Es Teh Tawar

Kemarin sahabat lama saya berulang tahun. Kami menghabiskan waktu berdua, ngopi dan bicara banyak hal. Dari A sampai Z, lalu kembali dari A lagi. Begitu seterusnya. Saya sengaja melakukan ini di sela tenggat pekerjaan yang bergunung-gunung karena hanya waktulah yang bisa saya berikan sebagai kado.

es tehDi antara obrolan yang sedikit serius, kami bicara mengenai perspektif dan cara pandang. Perspektif seseorang terhadap sesuatu atau seseorang bisa dilihat dari bagaimana ia bertutur, termasuk pilihan kata yang dipakai.

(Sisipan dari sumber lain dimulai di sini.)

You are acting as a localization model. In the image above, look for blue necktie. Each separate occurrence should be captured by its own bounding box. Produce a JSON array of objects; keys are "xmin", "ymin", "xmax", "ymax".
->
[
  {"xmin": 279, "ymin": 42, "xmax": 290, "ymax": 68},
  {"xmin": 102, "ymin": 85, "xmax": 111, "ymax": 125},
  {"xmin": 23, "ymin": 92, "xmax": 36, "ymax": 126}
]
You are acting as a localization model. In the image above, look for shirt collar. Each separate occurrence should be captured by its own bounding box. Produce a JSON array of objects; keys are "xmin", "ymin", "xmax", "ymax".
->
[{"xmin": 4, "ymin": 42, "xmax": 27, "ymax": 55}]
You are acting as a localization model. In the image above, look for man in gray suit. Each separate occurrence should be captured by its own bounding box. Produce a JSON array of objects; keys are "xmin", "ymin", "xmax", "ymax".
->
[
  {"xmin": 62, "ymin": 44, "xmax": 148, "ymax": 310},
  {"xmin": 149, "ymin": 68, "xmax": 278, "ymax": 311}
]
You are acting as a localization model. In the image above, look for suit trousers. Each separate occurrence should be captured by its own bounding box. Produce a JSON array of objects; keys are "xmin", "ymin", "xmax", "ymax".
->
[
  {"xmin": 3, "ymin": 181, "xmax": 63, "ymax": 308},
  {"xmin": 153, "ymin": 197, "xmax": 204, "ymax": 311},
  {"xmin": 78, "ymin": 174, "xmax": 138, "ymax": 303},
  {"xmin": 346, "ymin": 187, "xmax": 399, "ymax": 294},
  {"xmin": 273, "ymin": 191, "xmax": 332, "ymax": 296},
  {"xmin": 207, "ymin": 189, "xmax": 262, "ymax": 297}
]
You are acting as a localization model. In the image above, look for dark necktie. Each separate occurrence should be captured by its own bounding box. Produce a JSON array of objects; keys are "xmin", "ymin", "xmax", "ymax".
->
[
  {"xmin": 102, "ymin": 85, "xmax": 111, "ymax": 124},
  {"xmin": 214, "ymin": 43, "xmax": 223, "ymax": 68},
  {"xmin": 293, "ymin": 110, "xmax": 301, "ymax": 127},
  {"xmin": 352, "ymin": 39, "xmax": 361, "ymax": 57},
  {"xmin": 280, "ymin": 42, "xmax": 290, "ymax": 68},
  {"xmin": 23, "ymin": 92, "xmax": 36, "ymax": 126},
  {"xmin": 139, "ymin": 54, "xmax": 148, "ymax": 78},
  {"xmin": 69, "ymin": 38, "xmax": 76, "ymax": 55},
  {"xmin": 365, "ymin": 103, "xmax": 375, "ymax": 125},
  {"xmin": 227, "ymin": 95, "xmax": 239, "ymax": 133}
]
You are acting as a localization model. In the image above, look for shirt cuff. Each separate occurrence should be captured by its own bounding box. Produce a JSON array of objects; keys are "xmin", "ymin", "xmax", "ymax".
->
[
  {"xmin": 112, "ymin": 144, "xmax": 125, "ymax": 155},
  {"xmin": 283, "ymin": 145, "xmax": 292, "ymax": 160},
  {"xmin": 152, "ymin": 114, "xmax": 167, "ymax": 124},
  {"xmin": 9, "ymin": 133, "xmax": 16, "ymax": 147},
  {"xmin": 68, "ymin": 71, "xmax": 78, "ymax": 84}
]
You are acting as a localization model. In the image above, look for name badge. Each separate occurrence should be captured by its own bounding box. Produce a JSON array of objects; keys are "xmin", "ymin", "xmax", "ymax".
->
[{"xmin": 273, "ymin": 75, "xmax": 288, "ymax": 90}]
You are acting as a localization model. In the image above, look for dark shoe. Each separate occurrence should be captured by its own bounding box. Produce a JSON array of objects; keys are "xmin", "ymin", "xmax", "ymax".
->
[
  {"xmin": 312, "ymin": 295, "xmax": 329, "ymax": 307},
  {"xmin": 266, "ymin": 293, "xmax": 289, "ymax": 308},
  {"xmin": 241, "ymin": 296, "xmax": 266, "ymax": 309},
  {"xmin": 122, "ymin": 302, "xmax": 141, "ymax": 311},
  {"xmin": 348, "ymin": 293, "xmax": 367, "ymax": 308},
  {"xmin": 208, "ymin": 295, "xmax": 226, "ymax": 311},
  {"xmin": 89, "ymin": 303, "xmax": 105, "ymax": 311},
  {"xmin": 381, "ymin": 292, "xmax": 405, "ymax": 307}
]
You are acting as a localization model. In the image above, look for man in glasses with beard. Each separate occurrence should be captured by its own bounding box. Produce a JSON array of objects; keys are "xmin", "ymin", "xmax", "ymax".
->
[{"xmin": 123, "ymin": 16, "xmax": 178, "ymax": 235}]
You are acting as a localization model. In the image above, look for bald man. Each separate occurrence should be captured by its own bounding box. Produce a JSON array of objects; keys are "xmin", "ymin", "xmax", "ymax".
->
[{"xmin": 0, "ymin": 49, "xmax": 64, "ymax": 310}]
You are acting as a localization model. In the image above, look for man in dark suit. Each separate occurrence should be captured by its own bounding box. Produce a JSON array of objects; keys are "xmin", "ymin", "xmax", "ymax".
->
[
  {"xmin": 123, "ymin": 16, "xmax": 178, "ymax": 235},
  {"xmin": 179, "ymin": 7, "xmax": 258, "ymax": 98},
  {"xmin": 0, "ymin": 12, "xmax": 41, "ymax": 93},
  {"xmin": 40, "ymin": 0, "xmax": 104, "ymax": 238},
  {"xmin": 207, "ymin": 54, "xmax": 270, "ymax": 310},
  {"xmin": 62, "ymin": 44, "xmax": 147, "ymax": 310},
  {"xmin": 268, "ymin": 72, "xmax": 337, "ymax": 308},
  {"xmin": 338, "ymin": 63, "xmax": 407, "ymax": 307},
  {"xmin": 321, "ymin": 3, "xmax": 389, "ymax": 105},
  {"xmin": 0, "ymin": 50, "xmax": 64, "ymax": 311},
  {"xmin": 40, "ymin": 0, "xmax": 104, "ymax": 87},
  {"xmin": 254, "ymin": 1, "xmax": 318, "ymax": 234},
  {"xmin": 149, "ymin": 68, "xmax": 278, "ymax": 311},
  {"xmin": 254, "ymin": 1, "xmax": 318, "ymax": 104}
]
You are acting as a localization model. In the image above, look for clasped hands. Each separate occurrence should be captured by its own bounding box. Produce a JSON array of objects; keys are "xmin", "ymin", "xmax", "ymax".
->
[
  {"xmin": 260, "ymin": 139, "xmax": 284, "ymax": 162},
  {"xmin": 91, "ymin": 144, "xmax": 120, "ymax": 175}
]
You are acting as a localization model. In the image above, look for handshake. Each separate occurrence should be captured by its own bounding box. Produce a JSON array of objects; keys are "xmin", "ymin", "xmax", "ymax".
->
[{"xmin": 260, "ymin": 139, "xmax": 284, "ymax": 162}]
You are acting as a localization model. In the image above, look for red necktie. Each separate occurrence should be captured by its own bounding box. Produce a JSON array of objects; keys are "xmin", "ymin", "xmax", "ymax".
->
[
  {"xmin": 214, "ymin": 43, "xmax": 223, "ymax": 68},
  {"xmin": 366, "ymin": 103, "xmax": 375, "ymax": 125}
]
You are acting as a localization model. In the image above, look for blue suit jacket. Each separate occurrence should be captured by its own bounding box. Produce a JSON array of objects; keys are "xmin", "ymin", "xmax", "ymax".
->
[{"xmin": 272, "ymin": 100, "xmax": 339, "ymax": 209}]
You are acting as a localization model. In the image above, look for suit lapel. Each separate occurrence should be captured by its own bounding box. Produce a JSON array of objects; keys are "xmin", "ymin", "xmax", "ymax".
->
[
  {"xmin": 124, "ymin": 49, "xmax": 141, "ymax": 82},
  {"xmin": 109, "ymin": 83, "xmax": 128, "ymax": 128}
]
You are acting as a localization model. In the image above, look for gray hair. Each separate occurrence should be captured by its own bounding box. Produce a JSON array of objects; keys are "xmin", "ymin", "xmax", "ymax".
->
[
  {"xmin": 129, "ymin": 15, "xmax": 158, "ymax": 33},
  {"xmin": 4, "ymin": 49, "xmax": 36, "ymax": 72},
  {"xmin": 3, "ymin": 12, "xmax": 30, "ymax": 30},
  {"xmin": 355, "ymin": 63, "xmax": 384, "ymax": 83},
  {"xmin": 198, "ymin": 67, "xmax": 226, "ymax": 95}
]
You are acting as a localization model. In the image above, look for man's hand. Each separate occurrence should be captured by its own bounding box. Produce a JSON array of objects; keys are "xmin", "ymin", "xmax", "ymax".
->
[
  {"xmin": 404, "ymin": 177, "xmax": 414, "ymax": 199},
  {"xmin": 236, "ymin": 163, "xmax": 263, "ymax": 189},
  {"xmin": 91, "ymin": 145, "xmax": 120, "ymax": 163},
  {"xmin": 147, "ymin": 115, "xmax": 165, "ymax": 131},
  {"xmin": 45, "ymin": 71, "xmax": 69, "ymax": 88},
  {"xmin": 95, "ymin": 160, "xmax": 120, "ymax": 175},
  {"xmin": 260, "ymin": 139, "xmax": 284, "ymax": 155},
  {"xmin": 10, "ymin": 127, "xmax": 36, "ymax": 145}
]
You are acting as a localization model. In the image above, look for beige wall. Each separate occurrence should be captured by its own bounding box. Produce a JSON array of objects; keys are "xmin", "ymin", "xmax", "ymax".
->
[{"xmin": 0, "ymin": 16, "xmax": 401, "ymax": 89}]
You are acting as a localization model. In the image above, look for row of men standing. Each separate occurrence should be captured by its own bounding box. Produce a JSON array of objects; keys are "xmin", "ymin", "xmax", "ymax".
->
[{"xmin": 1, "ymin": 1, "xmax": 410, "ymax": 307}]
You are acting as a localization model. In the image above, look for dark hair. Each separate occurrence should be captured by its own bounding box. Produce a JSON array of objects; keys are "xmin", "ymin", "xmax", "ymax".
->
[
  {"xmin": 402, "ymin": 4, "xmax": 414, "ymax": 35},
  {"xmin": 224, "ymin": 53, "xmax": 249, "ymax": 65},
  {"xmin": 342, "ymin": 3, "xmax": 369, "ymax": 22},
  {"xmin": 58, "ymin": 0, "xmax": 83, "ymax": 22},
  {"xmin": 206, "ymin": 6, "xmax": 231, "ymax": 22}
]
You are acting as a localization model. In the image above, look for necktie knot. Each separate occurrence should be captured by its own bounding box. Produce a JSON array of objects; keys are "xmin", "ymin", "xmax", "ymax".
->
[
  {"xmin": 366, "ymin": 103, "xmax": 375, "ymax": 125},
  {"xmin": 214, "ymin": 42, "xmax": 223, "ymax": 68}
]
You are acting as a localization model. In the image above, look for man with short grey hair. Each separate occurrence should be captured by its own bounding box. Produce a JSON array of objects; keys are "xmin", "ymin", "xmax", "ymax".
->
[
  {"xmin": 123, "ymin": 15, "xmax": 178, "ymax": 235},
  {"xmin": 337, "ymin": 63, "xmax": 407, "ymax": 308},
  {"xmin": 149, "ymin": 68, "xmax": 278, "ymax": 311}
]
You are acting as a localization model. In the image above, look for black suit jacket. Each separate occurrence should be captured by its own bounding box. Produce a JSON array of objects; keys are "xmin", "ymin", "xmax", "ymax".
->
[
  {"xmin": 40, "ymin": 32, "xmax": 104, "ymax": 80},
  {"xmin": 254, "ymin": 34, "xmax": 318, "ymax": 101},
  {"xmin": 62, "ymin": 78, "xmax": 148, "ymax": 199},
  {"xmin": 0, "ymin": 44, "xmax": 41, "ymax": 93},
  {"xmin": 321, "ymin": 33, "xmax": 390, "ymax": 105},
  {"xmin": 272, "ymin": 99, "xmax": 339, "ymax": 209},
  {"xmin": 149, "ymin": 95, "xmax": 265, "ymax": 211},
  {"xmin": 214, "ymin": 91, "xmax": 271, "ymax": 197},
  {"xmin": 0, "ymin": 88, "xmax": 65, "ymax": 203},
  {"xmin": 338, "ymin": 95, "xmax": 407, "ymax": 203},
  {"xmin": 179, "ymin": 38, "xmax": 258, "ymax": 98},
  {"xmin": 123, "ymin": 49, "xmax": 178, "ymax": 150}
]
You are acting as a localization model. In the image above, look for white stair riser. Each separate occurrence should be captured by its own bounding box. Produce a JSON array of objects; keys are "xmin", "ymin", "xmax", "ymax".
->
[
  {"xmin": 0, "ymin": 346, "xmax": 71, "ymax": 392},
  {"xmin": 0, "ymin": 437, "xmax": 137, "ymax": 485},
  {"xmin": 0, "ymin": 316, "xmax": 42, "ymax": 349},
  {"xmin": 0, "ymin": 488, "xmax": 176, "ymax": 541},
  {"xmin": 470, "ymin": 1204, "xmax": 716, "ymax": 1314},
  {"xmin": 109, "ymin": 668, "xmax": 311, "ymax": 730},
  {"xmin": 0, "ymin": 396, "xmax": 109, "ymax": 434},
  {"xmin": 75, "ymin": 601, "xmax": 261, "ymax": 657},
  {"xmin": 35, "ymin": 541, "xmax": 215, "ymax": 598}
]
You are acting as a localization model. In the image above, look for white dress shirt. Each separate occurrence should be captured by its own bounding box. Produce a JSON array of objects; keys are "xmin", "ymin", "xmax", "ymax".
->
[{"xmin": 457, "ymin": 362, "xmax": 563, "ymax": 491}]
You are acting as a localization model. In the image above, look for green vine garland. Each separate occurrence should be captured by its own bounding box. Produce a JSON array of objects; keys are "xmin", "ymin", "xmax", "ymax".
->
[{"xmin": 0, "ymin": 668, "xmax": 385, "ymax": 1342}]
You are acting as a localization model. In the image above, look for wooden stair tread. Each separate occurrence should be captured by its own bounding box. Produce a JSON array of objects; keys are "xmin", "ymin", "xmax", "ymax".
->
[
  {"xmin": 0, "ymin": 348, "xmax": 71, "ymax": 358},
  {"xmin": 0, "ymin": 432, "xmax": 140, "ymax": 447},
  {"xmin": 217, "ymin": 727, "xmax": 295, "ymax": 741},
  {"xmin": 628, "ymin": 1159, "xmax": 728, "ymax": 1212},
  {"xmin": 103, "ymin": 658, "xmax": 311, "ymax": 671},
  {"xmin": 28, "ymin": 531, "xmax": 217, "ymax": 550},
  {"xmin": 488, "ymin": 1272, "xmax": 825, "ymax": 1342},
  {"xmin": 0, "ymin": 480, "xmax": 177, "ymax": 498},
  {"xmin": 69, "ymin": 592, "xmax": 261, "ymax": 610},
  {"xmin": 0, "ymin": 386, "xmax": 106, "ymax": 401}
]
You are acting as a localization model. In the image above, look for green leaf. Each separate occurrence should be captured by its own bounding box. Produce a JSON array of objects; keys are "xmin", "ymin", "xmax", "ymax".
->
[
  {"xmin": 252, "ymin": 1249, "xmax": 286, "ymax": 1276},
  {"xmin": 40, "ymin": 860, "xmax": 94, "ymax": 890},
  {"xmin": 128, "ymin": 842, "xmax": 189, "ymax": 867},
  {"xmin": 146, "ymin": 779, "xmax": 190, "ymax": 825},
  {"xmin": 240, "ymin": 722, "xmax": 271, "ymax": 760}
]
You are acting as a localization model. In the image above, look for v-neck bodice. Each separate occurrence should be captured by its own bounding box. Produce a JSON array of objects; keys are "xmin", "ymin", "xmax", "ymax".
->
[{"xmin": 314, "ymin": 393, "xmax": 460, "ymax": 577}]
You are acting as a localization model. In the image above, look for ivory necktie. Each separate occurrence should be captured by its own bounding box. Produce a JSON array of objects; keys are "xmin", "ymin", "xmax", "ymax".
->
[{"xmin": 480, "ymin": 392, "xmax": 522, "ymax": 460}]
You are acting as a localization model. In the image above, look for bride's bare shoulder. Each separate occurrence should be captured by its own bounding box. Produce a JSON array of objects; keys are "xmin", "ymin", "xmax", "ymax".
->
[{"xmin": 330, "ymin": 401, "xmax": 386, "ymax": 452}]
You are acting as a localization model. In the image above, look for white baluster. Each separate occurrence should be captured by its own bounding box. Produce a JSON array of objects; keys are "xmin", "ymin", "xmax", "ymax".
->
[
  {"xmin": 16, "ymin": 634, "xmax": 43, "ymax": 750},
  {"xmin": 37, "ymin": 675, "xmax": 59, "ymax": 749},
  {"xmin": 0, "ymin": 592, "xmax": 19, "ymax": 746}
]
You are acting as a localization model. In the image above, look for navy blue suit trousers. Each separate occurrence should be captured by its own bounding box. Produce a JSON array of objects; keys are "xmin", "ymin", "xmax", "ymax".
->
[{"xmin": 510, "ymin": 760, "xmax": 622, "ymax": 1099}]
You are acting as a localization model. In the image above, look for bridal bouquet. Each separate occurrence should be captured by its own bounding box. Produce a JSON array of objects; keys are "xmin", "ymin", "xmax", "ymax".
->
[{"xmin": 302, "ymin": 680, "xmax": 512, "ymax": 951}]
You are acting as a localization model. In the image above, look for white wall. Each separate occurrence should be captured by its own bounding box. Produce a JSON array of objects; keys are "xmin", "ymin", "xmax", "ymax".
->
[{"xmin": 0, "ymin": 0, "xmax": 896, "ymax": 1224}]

Ini masuk akal karena secara alami manusia menyimpan kosa kata sesuai dengan pengalaman hidupnya masing-masing. Tentang pemerolehan kosa kata ini bisa dibaca dalam The Cornerstone to Early Literacy karya Katherine Luongo-Orlando.

Kekayaan kosa kata ini sangat subyektif. Mereka yang dilahirkan kembar pun belum tentu memiliki kosa kata yang sama karena pengalaman hidup mereka juga belum tentu sama. Jadi, logikanya seseorang yang dalam pikiran dan kesehariannya akrab dengan hal-hal terkait A pasti akan berbeda dari mereka yang lebih akrab dengan hal-hal dalam ranah B.

Misalnya, mereka yang suka kopi tentu paham jenis kopi, cara menyeduh dan bagaimana rasa masing-masing varian itu. Mereka yang suka fotografi pasti tak bisa berhenti jika diminta berbagi soal kamera dan teknik fotografi. Ada yang memandang hidup ini seputar mobil, rumah dan pekerjaan; dan ada yang lebih menitikberatkan pada hal-hal yang bukan materi. Kedua terakhir ini pun pasti berbeda ketika mereka bertutur.

Selain berkaitan dengan dirinya sendiri, perspektif juga berkaitan dengan pandangan seseorang terhadap orang lain. Kadang yang seperti ini dilakukan tanpa sadar. Sering kali kita berpikir semua orang melihat sesuatu dengan cara yang sama dengan kita.

Saya suka sekali minum es teh tawar, dan teman-teman memberikan reaksi berbeda-beda mengenai kesukaan saya ini. Teman saya yang dokter menyarankan mengganti es teh tawar ini dengan air putih karena katanya lebih baik bagi kesehatan. Teman saya yang penikmat teh asyik-asyik saja, dan obrolan bisa panjang lebar seputar teh. Mana yang enak diminum dingin, mana yang lebih pas dinikmati panas-panas ditemani pisang goreng. Teman saya satunya mengatakan saya terlalu pelit alias kikir. Teman yang lain lagi bilang saya hemat dan irit, bagus untuk anggaran. Teman saya satunya lagi menganggap saya orangnya sederhana karena biasanya es teh tawar harganya lebih murah dibanding minuman lain, meskipun belum tentu demikian.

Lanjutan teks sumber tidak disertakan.